Нет ничего. Только мысли Марии, которые были зациклены на безразличии. И само безразличие – тьма вокруг и внутри. Мария в глубине души чувствовала, что этот мрак не являлся полным отсутствием света, он лишь был уверенностью в том, что свет не вернется. Это его и погубило. Как все встает из пепла, в новом, возрожденном обличии, так и свет вновь возник в этом темном царстве. Свет и тьма смогли перемешаться и развеять сомнения, что одно без другого не существует.
Солнце вновь засияло. Вначале это было маленькое поле света, но постепенно оно разрасталось. Когда ярило достигло колоссальных размеров, из него пробился луч света. Тот самый, что высосал всю энергию у остальных лучей, а потом, набрав непомерное количество энергии взорвал солнечный шар, забрав в небытие все, что только существовало.
Теперь этот луч светил размеренно, забирая и отдавая равные части энергетического свечения. Поэтому из солнца начали выступать новые лучи, которые набирались силы, становясь равнозначными с первым лучом. В итоге их стало так много, что они закрыли всю поверхность шара, образовав солнце еще большего размера. Немного погодя, из этого, вновь образованного шара огромной мощности, также начали вырастать лучи, только уже невероятно толстые и более мощные. Мария наблюдала за этим процессом бесконечное количество времени, пока не сказала этому видению: «Хватит».
Процесс остановился. Девушка знала, что соотношение лучей к эмоциям были правдивы. Она воочию видела, как в принципе, без купюр, в ней возникло безразличие, но из-за ее страхов, оно поглотило все остальные чувства, уничтожив всю сущность. Но потом, как бы не хотелось тьме, свет возродился. И все воспроизвелось в обратном направлении, – восхождением. Расширение начиналось с рождения сущности, в которой появилось безразличие, но теперь оно потребляло энергию равномерно, помня горький опыт, – ему больше не хотелось кануть в небытие. Безразличие делилось своей энергией с другими чувствами, которые начали возрождаться и расти. Тем самым, они все вместе достигли общности и единения, расширяя свои возможности. А затем вся сущность набрала силы и расширилась вся целиком. И этот процесс повторялся постоянно. Раз за разом, обретая новые масштабы и силу.
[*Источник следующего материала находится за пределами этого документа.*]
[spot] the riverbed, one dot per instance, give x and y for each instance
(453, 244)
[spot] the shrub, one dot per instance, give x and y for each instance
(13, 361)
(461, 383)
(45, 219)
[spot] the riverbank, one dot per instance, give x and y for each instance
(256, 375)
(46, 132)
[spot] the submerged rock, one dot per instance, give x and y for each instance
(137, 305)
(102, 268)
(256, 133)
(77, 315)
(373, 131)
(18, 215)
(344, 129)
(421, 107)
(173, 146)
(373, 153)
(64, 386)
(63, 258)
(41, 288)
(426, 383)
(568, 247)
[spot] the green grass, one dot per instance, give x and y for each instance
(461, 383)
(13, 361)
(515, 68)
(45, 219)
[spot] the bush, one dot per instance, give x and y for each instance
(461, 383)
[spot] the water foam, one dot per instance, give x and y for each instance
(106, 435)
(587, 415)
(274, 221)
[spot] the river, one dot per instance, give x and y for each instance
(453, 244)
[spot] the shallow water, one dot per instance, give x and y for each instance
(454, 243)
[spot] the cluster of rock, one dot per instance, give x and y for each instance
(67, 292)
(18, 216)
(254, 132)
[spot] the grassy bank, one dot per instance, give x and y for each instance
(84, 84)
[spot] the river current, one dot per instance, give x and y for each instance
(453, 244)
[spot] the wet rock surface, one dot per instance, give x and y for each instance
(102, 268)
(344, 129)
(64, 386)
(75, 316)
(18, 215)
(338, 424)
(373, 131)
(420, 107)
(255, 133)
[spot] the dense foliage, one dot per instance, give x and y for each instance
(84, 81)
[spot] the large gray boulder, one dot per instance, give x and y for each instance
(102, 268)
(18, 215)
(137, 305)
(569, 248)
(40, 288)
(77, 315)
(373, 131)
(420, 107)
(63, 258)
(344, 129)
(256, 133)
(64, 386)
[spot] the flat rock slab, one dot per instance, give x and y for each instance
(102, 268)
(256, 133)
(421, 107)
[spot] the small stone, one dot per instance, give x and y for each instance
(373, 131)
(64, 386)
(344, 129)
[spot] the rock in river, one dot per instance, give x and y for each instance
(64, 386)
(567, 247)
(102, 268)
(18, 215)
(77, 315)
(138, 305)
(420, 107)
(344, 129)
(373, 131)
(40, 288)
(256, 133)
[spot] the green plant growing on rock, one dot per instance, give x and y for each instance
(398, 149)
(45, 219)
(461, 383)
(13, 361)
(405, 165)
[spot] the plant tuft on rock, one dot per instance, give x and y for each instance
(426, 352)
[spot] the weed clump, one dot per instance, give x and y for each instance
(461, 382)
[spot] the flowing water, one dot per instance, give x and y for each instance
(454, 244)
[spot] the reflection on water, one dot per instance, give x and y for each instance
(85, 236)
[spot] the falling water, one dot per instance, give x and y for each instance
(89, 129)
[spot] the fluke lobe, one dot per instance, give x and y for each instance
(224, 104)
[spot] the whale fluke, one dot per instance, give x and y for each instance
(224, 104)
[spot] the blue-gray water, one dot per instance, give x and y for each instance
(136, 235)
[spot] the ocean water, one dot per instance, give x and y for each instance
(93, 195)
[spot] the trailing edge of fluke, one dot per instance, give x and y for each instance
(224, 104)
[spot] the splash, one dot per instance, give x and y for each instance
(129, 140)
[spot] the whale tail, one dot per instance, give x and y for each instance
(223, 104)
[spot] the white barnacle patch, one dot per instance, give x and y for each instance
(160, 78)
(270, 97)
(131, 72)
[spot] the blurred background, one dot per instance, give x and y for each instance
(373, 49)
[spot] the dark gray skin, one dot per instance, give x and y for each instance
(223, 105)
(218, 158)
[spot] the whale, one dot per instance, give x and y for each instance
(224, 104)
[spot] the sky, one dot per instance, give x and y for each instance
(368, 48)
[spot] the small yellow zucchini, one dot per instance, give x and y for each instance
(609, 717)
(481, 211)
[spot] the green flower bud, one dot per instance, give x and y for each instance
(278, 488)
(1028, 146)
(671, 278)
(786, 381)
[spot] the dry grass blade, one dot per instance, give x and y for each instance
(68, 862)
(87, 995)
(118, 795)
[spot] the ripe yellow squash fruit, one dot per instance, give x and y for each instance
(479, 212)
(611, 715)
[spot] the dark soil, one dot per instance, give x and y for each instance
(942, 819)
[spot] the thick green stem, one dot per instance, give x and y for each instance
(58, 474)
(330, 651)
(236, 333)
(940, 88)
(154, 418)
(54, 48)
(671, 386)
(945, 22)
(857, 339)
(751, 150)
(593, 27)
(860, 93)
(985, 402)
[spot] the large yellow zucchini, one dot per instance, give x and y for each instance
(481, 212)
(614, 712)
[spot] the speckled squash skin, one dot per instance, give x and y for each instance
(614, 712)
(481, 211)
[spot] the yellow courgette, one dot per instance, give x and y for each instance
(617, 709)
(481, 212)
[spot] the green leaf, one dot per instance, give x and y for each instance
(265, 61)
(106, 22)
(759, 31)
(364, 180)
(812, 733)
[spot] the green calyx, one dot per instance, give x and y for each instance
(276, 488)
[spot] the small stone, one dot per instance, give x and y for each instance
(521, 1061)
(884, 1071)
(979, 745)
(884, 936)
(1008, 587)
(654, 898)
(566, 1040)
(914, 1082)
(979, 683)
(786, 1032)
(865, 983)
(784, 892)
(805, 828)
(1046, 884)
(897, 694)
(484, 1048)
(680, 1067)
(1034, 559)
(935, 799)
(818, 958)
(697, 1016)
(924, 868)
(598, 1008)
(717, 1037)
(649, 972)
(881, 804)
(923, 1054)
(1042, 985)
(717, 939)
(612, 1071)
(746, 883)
Мария очнулась. Она уже не стояла, как прежде, а сидела, упершись спиной о гладкий валун. Шаман сидел рядом, он созерцал закат. Когда девушка подала признаки пробуждения, Ваби-Манидо повернулся к ней и в шутливой форме поприветствовал ее. Он сказал, что пора возвращаться. Они встали, и не спеша побрели к месту их ночлега. По дороге Мария видела новые предметы старины, вросшие в гору. А шаман продолжал упоительные и эмоциональные рассказы. Мария и на этот раз чувствовала безразличие, но оно уже было иным. Вернее, девушка воспринимала его иначе. Эта эмоция служила неким фильтром. Что позволяло Марии слушать рассказы шамана без своей оценки. Слушать, и приятно наслаждаться самим рассказом, не вдаваясь в личные переживания. Она это ясно осознавала, и благодарила внутри себя Ваби-Манидо за то, что он смог вызвать такие поучительные видения в ней. Они поведали девушке простую истину: все возрождается, как не крути.
Солнце очень застенчиво, но красочно скрывалось за горизонтом. Его красно-желтые отблески, последними строчками пропадали из нотной грамоты этой поверхности земли. Они были похожи на материнский поцелуй перед сном. Все это сопровождалось умиротворенным пением птиц, они словно замещали колыбельную. Ветерок изображал теплое одеяло, которое только что постелили, и которое нежно щекочет кожу от приятного свежего запаха. Мария просто купалась в этих ощущениях. Она даже немного теряла реальность, ведь она не лежала в кровати, а шла к месту ночевки. Но все эти ощущения, нахождения в детской спальне, были, как наяву.
Когда они дошли до места, и разожгли костер, ко всем чувствам домашности, прибавился еще и торшер-ночник, – его заменял костер. Мария устроилась поудобнее, а Ваби-Манидо продолжал рассказывать. Девушка удивлялась, как ему удается так непрерывно и интересно ведать чужие, но родные сердцу истории. В них не было споров с самим собой, они раскрывали сущность бытия, – его интересную сущность. А ей могла стать любая вещь и любое событие, все зависело от угла зрения и слуха.
Новые истории уже были романтичными, будто переключили радио на ночной режим. Теперь бывшие войны представляли собой домашних мужей и заботливых любовников. В этих рассказах всегда звучали нотки общности и единения, словно Ваби-Манидо прописывал какой-то специальный ключ приятия внутри Марии. Его голос разливался ровной и прозрачной рекой. Она олицетворяла собой гладь, ровную поверхность. На которой можно было рисовать.